Defining An Expository Essay: Writing Tips For Students

When your teacher has assigned an expository essay, the first thing you need to know is exactly what it is and what they expect to see in your finished paper. The word expository comes from the word expose, which means to make plain, explain, or illuminate. This type of paper is commonly used academically to teach students to become masters at explaining the world around them, or illuminating a focused body of knowledge.

Usually this type of essay begins with an introductory paragraph, much the same as any other type of writing. The thesis statement or objective is given in the introduction, followed by several body paragraphs containing the information for what you’re trying to prove.

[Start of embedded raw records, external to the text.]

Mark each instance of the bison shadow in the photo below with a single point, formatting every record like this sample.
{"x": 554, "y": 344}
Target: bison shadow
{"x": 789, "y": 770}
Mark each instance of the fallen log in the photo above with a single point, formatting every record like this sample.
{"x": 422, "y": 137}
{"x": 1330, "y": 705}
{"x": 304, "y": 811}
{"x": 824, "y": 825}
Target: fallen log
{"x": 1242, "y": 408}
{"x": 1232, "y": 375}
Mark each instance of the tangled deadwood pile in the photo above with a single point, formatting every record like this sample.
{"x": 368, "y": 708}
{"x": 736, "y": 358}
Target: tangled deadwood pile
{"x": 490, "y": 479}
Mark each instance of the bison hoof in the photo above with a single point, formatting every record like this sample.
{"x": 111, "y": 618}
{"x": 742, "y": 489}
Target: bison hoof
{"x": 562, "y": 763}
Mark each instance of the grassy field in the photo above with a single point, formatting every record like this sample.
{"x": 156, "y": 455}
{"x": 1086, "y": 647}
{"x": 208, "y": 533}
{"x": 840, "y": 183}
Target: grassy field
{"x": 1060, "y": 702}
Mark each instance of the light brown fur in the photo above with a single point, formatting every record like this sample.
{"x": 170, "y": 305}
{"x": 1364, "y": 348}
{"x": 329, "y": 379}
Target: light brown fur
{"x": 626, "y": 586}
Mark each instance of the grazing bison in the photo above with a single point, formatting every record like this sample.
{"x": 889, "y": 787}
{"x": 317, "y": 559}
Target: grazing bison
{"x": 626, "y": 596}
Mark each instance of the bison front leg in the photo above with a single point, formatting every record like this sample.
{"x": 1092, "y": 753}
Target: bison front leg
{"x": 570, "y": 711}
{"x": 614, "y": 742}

Expository essay writing tips

  • Make sure your wording is clear and concise
  • It should be written in the perspective of the second person; in other words, you.
  • You may use a method of development such as one of the following: compare and contrast, definition, analysis, classify, or cause and effect.
  • The method should define the writing style you use
  • Each paragraph should have a topic sentence and the thesis statement should be located in the introduction.
  • The body of the paper should have one main point per paragraph, supported with factual and valid information. There is no room for subjective statements.
  • The conclusion should summarize the facts you have presented, restate your thesis statement, and perhaps give suggestions for further research that should be done.
  • Each sentence should present an idea you haven’t given before.
  • Use transition words and sentences such that your writing can flow smoothly. Use connecting words like these: for example, such as, however, in addition to, and so on.
  • Writing strategies for the opening paragraph

    Writers are always facing a challenge to grab the reader’s attention, provide a hook, and open the paper in such a way the reader will be motivated and excited to continue reading. But how is this done? Here are a few suggestions:

    • A narrative opening is similar to telling a story. It encapsulates or illustrates the issue you want to present.
    • A descriptive opening uses description as the key to involving the reader.
    • Ask a rhetorical question as an opener.
    • Frame the issue by using elements of the same story in the introduction and conclusion.
    • Kick it up by opening with a quote. A fabulous quote that is a great summary of the issue at hand can be very effective.